Has a twin sister named Mary and two other sets of twin girls in his family.

Personal Quotes (7)

So I got into social and environmental justice possibilities. It started as local access places before we had computers in our pockets. I started LAP (LAP.org); it became about dialogue and getting people to work together - a dialogue is a conversation with a center instead of sides
When I sidestepped into acting in San Francisco, which was for me a great time of connecting to my innermost feelings, I was more of a science geek, an economics guy. But even as I was exploring Carl Jung and psychiatry, it was acting that opened my interior and sensibilities. I started writing songs. It wasn't like, "Oh, I'm going to write a song at this time," it was more like rhymes would come to me easily.
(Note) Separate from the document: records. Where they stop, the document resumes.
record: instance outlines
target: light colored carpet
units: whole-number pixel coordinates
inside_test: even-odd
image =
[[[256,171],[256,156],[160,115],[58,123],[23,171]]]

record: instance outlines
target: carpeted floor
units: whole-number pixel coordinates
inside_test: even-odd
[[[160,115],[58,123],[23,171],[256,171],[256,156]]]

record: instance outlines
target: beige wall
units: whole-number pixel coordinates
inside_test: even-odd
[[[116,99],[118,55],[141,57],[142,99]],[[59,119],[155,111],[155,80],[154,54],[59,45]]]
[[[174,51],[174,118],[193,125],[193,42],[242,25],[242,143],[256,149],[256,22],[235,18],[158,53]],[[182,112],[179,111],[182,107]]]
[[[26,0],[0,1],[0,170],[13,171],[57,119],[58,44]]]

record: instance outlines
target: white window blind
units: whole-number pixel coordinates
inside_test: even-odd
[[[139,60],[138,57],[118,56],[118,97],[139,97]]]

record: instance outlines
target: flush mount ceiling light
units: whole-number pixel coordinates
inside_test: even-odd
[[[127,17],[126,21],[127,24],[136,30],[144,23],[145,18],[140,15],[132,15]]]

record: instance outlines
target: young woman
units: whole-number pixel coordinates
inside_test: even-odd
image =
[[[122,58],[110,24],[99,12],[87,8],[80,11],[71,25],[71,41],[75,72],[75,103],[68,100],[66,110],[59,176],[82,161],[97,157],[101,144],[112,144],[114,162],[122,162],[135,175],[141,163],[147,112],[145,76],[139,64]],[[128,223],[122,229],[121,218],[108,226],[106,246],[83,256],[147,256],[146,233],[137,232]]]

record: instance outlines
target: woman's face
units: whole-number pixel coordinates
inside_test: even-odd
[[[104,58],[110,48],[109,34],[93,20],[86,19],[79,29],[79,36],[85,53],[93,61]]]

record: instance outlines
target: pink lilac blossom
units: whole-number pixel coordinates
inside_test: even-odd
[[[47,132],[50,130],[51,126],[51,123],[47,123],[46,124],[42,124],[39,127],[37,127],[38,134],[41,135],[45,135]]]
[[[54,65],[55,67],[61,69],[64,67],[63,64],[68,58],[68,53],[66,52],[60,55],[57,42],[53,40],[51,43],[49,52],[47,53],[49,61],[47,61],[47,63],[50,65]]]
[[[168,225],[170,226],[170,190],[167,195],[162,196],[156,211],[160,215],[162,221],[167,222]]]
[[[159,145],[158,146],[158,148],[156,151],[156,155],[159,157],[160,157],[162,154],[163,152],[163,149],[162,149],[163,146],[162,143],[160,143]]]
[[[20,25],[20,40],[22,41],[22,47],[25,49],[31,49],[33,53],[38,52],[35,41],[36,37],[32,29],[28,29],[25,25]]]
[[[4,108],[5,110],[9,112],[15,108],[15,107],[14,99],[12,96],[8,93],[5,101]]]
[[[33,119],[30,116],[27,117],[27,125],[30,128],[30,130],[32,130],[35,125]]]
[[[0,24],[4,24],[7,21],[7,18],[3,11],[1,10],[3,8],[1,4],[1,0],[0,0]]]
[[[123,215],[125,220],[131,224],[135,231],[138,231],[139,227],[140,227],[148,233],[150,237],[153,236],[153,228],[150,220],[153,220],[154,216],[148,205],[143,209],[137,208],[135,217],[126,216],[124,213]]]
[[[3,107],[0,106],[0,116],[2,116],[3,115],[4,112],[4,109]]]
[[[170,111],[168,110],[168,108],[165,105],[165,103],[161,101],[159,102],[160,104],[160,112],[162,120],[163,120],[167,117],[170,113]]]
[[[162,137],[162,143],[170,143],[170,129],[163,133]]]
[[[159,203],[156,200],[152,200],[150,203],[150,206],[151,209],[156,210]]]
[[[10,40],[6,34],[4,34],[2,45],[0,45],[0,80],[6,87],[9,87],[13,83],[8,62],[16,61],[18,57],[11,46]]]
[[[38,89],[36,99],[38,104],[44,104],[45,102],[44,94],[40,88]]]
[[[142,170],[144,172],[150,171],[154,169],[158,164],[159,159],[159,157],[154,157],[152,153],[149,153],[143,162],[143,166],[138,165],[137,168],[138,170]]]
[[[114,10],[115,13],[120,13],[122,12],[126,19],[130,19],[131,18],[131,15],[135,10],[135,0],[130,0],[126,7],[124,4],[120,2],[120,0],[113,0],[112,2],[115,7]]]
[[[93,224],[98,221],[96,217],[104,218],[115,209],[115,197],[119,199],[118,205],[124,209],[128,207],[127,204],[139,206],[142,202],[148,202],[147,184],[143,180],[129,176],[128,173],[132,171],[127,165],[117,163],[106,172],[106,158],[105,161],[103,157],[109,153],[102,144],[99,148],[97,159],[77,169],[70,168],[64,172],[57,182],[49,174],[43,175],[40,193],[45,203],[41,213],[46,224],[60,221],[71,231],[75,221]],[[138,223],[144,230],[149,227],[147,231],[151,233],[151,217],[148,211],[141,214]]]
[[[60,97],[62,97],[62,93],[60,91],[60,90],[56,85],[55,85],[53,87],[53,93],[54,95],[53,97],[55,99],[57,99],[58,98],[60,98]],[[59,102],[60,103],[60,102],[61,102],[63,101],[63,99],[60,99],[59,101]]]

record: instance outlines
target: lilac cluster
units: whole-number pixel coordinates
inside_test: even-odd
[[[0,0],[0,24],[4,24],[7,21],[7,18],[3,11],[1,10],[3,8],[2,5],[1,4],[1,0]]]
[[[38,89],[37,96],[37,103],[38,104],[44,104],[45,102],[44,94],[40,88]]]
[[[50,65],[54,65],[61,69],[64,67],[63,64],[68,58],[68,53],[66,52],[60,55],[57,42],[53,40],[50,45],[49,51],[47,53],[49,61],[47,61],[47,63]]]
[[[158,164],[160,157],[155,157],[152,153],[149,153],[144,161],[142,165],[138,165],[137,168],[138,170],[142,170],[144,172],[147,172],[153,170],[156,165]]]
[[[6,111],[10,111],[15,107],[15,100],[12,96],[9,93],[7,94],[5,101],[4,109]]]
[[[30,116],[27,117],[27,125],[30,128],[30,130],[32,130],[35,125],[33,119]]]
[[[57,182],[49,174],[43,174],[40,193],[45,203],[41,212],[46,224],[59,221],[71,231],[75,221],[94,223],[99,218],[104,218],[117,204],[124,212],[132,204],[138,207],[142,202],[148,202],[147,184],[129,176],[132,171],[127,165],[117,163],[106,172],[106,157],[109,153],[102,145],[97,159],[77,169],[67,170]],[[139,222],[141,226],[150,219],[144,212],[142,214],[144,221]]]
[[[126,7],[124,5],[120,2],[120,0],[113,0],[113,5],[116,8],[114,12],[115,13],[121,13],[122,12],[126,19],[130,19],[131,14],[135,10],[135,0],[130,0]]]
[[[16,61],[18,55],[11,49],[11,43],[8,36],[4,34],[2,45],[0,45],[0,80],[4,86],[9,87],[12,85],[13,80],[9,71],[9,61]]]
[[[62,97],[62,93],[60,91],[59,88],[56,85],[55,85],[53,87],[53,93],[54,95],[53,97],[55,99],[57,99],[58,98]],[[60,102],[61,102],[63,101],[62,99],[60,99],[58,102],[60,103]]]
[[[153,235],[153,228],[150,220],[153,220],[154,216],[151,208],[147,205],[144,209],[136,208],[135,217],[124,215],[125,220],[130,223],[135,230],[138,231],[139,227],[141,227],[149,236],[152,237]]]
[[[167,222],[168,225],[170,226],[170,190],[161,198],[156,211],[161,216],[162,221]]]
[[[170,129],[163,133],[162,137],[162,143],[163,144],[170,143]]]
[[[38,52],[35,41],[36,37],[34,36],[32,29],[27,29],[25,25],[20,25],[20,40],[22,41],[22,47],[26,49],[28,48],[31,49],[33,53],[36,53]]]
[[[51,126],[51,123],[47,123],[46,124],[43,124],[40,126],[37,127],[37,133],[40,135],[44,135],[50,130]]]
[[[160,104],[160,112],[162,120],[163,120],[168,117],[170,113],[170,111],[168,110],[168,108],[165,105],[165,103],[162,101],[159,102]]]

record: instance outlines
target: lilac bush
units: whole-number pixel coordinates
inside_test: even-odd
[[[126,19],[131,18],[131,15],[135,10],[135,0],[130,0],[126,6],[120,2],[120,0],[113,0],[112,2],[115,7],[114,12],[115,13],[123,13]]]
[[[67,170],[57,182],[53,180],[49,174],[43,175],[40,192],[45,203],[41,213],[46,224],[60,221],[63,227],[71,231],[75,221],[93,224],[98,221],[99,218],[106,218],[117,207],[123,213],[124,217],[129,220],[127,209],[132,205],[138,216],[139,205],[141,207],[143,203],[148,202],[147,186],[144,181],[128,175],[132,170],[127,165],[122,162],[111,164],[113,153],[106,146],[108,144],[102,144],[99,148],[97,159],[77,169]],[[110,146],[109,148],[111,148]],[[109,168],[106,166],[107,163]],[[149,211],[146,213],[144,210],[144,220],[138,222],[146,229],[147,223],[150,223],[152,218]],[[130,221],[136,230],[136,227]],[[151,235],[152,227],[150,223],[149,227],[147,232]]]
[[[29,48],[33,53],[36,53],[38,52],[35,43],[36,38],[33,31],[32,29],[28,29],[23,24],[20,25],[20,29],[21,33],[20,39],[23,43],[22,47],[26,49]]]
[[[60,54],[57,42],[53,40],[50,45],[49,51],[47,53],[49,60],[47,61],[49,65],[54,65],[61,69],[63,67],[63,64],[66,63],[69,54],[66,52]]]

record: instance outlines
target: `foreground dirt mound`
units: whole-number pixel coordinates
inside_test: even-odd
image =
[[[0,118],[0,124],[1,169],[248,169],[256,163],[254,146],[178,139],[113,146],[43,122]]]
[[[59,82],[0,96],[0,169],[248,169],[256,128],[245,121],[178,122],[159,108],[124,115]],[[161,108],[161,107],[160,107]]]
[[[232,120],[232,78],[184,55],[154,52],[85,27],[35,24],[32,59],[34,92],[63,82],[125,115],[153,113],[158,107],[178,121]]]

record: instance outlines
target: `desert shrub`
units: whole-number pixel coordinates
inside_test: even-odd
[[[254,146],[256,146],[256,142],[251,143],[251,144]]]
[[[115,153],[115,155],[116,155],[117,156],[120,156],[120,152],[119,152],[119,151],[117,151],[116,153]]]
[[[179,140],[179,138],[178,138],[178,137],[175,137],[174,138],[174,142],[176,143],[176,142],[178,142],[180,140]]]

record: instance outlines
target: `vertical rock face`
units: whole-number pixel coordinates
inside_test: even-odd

I learned how good the actors on soaps are, you know, to work at the speed they do, but also that a story can unfold over a period of time, and so that was a draw because, you know, it's touched my life in some ways.
[on why he built his Malibu Point home with circles, arches, and no straight lines] The circle is really the central metaphor of spirituality.
[on his return to television after the death of his first wife] When I came back, I did a show with Frank Zappa's two older kids, Moon and Dweezil. They were cool, I loved the Zappas, but the show itself, I mean the network was clueless as to what it was about these guys that made it an interesting show. They just thought that Dweezil was another Kirk Cameron and Moon was somehow along for the ride. And so I just, I just kinda dropped out of all that, and then got into Mosaic and those possibilities.
[on working on an extended Alzheimer's story arc on daytime television] It's been a great experience - and in this medium, you get to unfold day by day. When I look back at some of the prime time gigs I've had? Wow. This is nothing like doing two scenes as a guest star in an episodic about someone who has Alzheimer's. The day-to-day storytelling opens you up to a kind of freedom and some better work. That's the beauty of it."
[Reflecting on his experience on the television series Barney Miller (1975-1982)] It was a great experience and one that I found was not so easy to find again over the years.